The deal was thrashed out behind closed doors in a four-hour cabinet meeting on November 3 that was also attended by the heads of Latvia's internal and external security services. Why the spooks? Mr Montag-Girmes is a colourful character to put it mildly, with longstanding links to various companies in Russia including banks and the Sukhoi aircraft manufacturer. Coincidentally, airBaltic started talking recently about buying Sukhoi planes to tide it over until a promised fleet of new Bombardier planes arrives.

Montag-Girmes is an Oxford graduate and worked as a translator during a stint in the West German military. In 1998, he acted as a consultant attempting to trace and recover billions that went missing in the collapse of Russia's Inkombank and has spent the time since developing ties with Russia's aviation industry.

Public records show that in December 2014 he registered a series of aircraft leasing companies in Latvia. Apparently, he's also bought a defunct Lord of the Manor title in Norfolk, England as a means of impressing the neighbours.

Scapegoated

After sleeping on the deal, Prime Minister Straujuma woke up on November 4 and demanded Matiss' head on a plate – or at least resignation – without giving a clear reason except the vaguest notions that she was unhappy with his work plotting the future of airBaltic.

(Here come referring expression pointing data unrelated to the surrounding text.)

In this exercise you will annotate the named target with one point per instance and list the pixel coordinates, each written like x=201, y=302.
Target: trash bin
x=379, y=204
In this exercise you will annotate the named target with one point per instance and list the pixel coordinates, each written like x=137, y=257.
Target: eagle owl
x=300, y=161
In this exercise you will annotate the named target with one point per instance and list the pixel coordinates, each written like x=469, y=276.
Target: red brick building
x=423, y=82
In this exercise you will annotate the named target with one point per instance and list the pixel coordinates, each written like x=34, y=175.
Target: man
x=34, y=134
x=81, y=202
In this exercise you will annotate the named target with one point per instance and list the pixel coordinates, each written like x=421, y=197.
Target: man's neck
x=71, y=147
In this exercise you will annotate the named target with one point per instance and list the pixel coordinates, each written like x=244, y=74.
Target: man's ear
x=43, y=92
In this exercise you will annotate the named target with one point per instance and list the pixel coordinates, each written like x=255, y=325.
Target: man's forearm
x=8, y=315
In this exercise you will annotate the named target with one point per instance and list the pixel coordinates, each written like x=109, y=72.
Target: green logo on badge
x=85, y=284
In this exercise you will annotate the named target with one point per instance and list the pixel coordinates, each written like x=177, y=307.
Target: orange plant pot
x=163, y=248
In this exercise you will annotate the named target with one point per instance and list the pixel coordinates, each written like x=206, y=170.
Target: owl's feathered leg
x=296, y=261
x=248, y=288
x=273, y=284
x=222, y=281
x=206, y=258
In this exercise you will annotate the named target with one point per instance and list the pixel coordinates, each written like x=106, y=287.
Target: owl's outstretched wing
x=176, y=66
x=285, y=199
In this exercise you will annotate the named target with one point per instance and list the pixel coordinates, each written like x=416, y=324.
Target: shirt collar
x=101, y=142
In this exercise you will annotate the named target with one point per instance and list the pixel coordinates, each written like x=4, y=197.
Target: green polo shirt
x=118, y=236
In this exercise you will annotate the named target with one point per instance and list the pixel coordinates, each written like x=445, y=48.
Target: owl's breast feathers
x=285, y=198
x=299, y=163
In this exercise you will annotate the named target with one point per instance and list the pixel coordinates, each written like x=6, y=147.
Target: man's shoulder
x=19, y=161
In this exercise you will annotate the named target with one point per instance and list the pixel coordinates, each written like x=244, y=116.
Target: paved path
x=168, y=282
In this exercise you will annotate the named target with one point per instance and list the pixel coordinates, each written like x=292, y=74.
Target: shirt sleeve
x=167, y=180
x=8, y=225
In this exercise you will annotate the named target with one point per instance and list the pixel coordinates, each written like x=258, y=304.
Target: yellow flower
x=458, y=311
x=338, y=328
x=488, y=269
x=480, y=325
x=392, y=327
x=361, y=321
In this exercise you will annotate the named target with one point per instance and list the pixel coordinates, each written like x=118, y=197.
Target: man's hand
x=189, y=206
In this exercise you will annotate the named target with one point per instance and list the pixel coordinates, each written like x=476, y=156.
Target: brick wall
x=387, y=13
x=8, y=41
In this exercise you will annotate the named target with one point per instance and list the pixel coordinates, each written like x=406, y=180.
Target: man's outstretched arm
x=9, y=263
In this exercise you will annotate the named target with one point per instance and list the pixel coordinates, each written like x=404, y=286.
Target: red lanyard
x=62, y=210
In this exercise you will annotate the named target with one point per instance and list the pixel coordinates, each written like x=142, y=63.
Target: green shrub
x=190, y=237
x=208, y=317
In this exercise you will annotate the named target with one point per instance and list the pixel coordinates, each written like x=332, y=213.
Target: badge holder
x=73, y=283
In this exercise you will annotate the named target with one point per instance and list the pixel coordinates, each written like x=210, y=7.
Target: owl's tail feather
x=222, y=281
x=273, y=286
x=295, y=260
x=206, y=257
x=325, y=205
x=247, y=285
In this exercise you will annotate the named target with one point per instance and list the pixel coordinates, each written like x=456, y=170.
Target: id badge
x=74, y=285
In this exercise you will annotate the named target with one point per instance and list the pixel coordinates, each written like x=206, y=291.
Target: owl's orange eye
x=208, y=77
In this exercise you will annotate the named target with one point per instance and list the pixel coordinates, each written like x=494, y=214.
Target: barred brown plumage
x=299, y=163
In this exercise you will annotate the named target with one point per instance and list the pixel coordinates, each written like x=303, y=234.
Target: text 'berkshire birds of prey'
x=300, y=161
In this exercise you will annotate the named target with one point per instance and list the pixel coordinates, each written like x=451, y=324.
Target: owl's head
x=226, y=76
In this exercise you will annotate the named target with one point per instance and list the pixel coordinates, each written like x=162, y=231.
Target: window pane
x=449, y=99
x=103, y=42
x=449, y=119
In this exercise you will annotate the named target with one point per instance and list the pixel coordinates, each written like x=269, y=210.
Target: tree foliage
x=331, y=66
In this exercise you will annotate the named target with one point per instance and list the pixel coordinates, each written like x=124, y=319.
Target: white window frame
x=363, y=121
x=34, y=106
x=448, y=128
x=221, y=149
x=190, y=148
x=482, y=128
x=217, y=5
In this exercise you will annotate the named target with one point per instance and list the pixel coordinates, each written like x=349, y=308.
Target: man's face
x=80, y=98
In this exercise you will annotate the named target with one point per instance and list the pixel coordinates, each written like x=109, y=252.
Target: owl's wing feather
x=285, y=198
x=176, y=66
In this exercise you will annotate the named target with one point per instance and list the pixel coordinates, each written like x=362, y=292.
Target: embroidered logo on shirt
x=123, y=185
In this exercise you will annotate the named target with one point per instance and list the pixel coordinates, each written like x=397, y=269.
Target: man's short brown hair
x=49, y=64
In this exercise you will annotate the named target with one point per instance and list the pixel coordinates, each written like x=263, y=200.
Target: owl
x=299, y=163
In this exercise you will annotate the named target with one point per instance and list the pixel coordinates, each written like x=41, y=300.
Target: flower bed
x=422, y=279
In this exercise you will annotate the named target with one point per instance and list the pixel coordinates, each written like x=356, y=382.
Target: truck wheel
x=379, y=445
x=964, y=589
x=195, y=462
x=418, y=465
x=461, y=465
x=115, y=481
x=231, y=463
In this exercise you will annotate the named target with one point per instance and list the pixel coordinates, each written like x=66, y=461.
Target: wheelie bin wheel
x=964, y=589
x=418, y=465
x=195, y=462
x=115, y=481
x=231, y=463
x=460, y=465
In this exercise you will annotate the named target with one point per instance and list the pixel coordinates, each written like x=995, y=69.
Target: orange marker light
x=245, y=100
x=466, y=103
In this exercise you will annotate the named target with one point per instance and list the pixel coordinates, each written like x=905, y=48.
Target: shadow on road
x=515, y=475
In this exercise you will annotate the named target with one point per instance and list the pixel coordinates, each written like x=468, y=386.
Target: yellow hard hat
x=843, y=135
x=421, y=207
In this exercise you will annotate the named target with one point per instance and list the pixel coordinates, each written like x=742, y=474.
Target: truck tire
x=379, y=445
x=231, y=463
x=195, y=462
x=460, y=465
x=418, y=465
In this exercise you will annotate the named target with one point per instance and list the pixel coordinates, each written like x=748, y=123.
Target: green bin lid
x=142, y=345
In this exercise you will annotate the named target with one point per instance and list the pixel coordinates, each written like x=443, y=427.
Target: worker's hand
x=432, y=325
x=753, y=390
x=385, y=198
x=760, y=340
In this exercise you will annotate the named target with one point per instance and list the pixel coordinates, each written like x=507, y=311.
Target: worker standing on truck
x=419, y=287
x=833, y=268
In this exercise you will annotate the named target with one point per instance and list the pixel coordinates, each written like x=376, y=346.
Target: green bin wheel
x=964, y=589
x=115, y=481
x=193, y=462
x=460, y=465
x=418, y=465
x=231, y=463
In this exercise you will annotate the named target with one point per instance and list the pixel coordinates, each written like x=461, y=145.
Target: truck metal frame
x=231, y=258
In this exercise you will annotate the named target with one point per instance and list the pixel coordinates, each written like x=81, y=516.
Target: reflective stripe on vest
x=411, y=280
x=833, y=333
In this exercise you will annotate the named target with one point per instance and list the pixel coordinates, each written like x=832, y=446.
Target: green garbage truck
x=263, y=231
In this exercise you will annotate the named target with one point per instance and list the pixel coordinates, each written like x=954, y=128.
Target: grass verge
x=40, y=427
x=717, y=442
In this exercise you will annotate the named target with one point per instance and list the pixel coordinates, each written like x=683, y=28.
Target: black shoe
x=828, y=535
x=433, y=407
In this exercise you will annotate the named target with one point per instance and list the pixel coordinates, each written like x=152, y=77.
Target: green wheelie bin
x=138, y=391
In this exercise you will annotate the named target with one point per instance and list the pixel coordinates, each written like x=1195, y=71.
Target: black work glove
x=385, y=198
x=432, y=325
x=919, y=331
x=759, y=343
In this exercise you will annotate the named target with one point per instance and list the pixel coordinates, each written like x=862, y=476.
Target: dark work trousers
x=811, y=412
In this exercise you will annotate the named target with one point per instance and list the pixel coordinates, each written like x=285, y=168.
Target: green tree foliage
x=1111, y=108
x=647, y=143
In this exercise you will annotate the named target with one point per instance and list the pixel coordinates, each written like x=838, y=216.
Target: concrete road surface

“The reason for requesting the resignation of the Minister is that he has not informed the government in a timely manner about the necessary actions with regard to national airline airBaltic as well as a lack of supervision of the airline's strategic direction,” said the official notice from Straujuma's office.

However, the real reason is likely to be Matiss' own lack of enthusiasm for the deal that he was forced to lay on the table, as well as the doubts he expressed in private to reporters about Montag-Girmes' suitability as an investor.

Consultancy firm Prudentia, which until recently was regarded as virtually the in-house consultancy firm of the Unity political party to which both Matiss and Straujuma belong, had come up with Montag-Girmes name and strenuously pushed the deal over Matiss' reservations. With no other potential investors to choose from, the government was faced with a stark choice: reject the deal and watch airBaltic run out of cash with all the political fallout the collapse of the airline would cause, or accept the deal, kick the can down the road and then make Matiss carry the can in case it all goes horribly wrong.

Straujuma appears to have chosen the latter option – a feeling reinforced by watching her perplexing performance in a press conference on November 4 in which she revealed Matiss had talked about resigning two weeks earlier. “What the government agreed last night was the transport ministry's responsibility,” Straujuma said. “There were various options and as you saw, the decision was very complex.”

Peppered with questions about the airBaltic deal, she was remarkably evasive. “I understand you want me to say if I support this investor or I don't support this investor. I don't want to talk about the investor, but about the importance that this company finds a strategic investor and that the company can be supported. At the moment, the fact is we support having a financial investor for two years while we find a strategic investor. The main thing is to find this strategic investor,” she said, before beating a hasty retreat.

Yet in a way the prime minister should herself shoulder some of the blame. airBaltic is routinely presented as a remarkable success story: an airline that survived while its counterparts in Estonia and Lithuania went bust, and a company that under German chief executive Martin Gauss had performed an amazing turnaround in a few years from huge losses to modest profit.

The sudden revelation of how vulnerable the company remains despite the good work of Gauss and his team has had the shocking effect of opening the window at 30,000 feet. All the feelgood factor has been sucked out in an instant, leaving Straujuma desperately fastening her safety belt and using Matiss to fill the hole until normal cabin pressure is resumed.